On Communications and their Contents:
Given such fragmentary and porous ego boundaries, the SP's forms of communication often manifest the following defense mechanisms:
displacement;
projection;
introjection;
condensation;
isolation; and
Fragmentation: skipping words, etc. this may reveal a very fragmented interior life. Searles recounts one case of a girl who, asked to read the writing on a bubble-gum wrapper, selectively skipped several words in each phrase/sentence but did so in a way and reflecting a pattern he would only later discern.
All this often takes place in highly regressed people who have not matured to the stage of differentiating between metaphorical/symbolic and concrete thinking. As a result things are often highly disguised in part because the "archaically harsh, forbidding superego of the patient is another basic factor which helps to account for his heavily disguised and often fragmentary communications" (p.407). One way to understand such communications is to rely on your capacity to "bear intense and contrasting feelings" in both your preconscious and unconscious mind (p. 416).
Here, naturally enough, my mind returned once more to Winnicott's famous essay on "Hate in the Counter-Transference." In addition to Winnicott I also think of others (including once more Coltart as well, more recently, as Michael Karson), who counsel the therapist to know how to contain, channel, and sublimate your own aggression appropriately in service of the patient.

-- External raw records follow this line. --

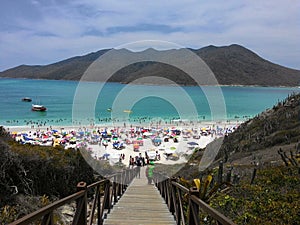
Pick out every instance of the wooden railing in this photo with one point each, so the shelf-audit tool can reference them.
(185, 204)
(105, 194)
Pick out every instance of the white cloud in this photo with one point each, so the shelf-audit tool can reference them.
(44, 32)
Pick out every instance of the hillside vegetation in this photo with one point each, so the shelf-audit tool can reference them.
(231, 65)
(258, 169)
(33, 176)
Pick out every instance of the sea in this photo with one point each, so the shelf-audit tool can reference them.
(90, 103)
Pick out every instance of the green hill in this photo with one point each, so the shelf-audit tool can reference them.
(232, 65)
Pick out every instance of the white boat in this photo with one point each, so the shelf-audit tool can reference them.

Though Searles does not come out and explicitly recommend it (remember, he was writing many of these papers more than a half-century ago when analytic training was both widespread and absolutely premised upon years of an extensive personal analysis 4-5x a week) it is clear that a therapist working with SPs who has not had his or her own in-depth therapy is probably going to be of very little use here. The aggression and other bewildering emotions--the infantile dependency especially--may be overwhelming and intolerable if you have not plumbed your own depths. And even then it will not be easy-going which strongly suggests to me--though Searles does not say so--that getting good supervision here seems crucial.

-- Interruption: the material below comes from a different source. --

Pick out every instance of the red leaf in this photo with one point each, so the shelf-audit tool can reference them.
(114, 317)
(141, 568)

If I may interject an autobiographical note here, I would say that one of the lasting gifts of my analysis was a marked comfort with ambiguity and ambivalence, and a relatively serene awareness (to use a Jungian idiom for a moment) of the permanent nature of our shadow side. Moreover, I think--following Bollas again--that the whole notion of "madness," insofar as it has any coherent and transcendent definition at all (and I am not sure that it does), exists on a continuum and all of us move towards and away from it with some regularity. Some may find this terrifying, but I am not among them.
One of the benefits of that analysis, as well as regular therapeutic work since then (remember that Freud recommended the therapist submit again to analysis every five years without fuss or shame--a regularly scheduled "tune-up," as it were) has been to create what I would call emotional kenosis to be at the service of the other in the consulting room. It is on this note that we read one more passage from Searles and thus take our leave from him:
Only if the forces of liberation and growth in the therapist are more powerful than those tending towards constriction, stasis, and psychological paralysis, can the patient by turn--partially through identification with the therapist--live, grow, and become progressively well (p.418).